沈昼沉默了一会,轻飘飘道:“让他滚蛋吧。”
“怎么,终于忍不下去了?”
“昨天卡罗拉给我打电话了,”沈昼慢条斯理的道,“话里话外意思就是想和你吃顿饭,希望我能引荐一下。”
“是我想的那个卡罗拉?”米贞挑起眉峰,“她找你?”
“她和我是同学,她来替代杜锐,你觉得怎么样。”
“那可太好了,”米贞惊喜道,“杜锐虽然有几分能力,但是心胸太狭窄,他的业务能力还没有到让我忽略他的人品的地步。”
“那我约卡罗拉了。”
“诶,她昨天给你打电话,你为什么昨天不告诉我?刚好是周末,我们正巧一起去吃个饭聊一聊?”
沈昼简短地道:“周末我有事。”
“你干什么去了?”米贞好奇,“我看你怎么好像没什么精神的样子……”
沈昼打开抽屉,从里面拿出两个精巧古朴的盒子递给米贞:“紫色的给你,檀棕色是给小何的生日礼物,麻烦你代我转交,另外她的生日宴会我就不去了,周四周五正好要出差。”
他说完起身离开,米贞抬手想要挽留,却发现他步伐奇快,背影转眼就消失在了晶体材料墙壁外。米贞低下头,打开了紫色的礼品盒,里面静静的躺着过一只古朴的女士手表,在办公室明亮的灯光之下,金属表链的锐光一闪即逝。
沈昼揉了揉太阳穴。
三天不眠不休瞎折腾的结果就是今天早上来到律所就开始头疼,幸好今天没有什么重要事情,一到下班时间他就准时回家,饭也不吃一觉睡到晚上才勉强恢复了一些精神。
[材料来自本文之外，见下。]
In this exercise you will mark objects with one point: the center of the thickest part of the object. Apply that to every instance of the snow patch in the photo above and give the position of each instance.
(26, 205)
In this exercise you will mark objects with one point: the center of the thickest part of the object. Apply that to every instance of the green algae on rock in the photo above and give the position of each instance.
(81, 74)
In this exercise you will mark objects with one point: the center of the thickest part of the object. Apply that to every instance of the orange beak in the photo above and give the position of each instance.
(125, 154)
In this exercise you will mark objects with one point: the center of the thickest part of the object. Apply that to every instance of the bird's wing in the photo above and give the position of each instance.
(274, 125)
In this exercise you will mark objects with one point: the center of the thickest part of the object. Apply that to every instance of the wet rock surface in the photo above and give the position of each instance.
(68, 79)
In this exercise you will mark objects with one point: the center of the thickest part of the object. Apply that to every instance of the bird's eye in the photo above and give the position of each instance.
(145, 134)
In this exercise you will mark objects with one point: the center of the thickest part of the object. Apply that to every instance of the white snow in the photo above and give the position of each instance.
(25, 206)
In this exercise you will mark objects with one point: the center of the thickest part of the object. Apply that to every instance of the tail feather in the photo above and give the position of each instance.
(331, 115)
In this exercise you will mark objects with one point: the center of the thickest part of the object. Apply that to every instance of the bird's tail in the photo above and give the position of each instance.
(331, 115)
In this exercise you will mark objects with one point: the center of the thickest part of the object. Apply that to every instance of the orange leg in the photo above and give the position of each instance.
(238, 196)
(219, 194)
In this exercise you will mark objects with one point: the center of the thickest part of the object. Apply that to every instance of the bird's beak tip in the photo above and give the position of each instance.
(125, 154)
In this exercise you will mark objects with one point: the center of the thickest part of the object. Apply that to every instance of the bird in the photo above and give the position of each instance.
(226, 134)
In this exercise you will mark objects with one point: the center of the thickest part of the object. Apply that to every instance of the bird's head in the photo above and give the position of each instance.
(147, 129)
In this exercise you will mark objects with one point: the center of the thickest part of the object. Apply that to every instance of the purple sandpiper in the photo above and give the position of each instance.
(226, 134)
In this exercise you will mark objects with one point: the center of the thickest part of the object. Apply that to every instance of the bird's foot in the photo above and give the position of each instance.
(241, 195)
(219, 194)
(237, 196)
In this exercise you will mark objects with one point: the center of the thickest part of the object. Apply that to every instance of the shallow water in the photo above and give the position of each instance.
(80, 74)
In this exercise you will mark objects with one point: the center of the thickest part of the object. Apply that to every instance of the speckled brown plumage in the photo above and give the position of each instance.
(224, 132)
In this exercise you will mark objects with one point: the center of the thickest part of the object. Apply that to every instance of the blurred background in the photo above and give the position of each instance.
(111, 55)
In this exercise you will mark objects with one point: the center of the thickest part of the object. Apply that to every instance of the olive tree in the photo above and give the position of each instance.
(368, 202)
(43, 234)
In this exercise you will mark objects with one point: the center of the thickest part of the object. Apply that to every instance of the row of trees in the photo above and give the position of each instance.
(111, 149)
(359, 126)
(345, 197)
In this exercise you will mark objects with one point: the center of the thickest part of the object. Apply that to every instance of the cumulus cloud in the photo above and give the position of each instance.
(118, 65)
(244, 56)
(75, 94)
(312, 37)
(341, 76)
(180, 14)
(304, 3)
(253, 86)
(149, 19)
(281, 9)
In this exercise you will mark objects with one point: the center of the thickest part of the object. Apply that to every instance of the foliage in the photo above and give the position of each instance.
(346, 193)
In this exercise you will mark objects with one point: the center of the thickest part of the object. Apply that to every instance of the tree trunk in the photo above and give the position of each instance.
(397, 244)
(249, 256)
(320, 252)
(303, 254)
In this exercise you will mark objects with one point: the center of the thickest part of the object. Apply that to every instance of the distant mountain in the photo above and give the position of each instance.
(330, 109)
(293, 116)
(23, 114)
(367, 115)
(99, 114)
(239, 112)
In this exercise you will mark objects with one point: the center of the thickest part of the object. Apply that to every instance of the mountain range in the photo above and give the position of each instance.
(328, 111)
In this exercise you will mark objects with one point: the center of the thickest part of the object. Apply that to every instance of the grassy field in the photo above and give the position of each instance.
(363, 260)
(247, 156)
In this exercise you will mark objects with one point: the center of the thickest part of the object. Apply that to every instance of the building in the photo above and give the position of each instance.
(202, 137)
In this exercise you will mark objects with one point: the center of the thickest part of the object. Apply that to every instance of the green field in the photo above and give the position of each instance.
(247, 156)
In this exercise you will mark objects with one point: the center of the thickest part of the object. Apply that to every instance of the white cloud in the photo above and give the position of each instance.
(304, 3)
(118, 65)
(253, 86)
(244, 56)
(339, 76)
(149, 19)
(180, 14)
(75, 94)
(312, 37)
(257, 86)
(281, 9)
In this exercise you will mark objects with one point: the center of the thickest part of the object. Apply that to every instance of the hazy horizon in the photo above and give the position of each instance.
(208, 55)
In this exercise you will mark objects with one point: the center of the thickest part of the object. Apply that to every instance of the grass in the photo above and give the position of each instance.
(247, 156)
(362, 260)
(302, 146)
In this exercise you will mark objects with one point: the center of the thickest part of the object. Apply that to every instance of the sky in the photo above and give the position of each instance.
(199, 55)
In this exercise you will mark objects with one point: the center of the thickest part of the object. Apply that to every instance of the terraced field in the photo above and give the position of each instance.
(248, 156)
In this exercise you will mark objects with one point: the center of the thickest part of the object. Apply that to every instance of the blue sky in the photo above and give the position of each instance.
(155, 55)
醒来之后,他一边慢条斯理的给自己收拾吃的,一边问埃德温:“和吴霖关联的那件案子,就是和他在一起的然后被丈夫杀死的那个女人,这件案子的档案可以调取到吗?”
埃德温道:“需要提供案件当事人姓名或者其他关键信息。”
沈昼皱了皱眉。
因为在这整个事件之中,似乎被提及的只有吴霖的名字……不知道是不是因为从一开始他的着手点就是吴霖本人,所以出轨而被丈夫杀死的女人、女人患有精神病的丈夫,仿佛都只是存在于故事中的模糊概念。
可是如果就像是吴霖说的,这只是一场卑劣的陷害,那么那个女人到底是根本就没有出轨;还是说,她的出轨对象不是吴霖,另有他人。如果是前者,那女人岂不是枉死在了丈夫刀下,如果沈昼没有记错,他们还有一个当时连一岁都不到的儿子……
他陷入自己的思绪中,一时间竟然没有发现锅里的面包已经糊了,埃德温连声提醒:“沈老师,注意你的食物!”
沈昼这才低下头去看,可惜,那片面包已经成为了黑炭。
沈昼叹了一声,认命的啃了两口干面包,忽然抬起头:“埃德温,通讯靳总。”
埃德温答应了一声“好的”,没过一会,沈昼面前的通讯屏幕了出现了靳昀初的面容。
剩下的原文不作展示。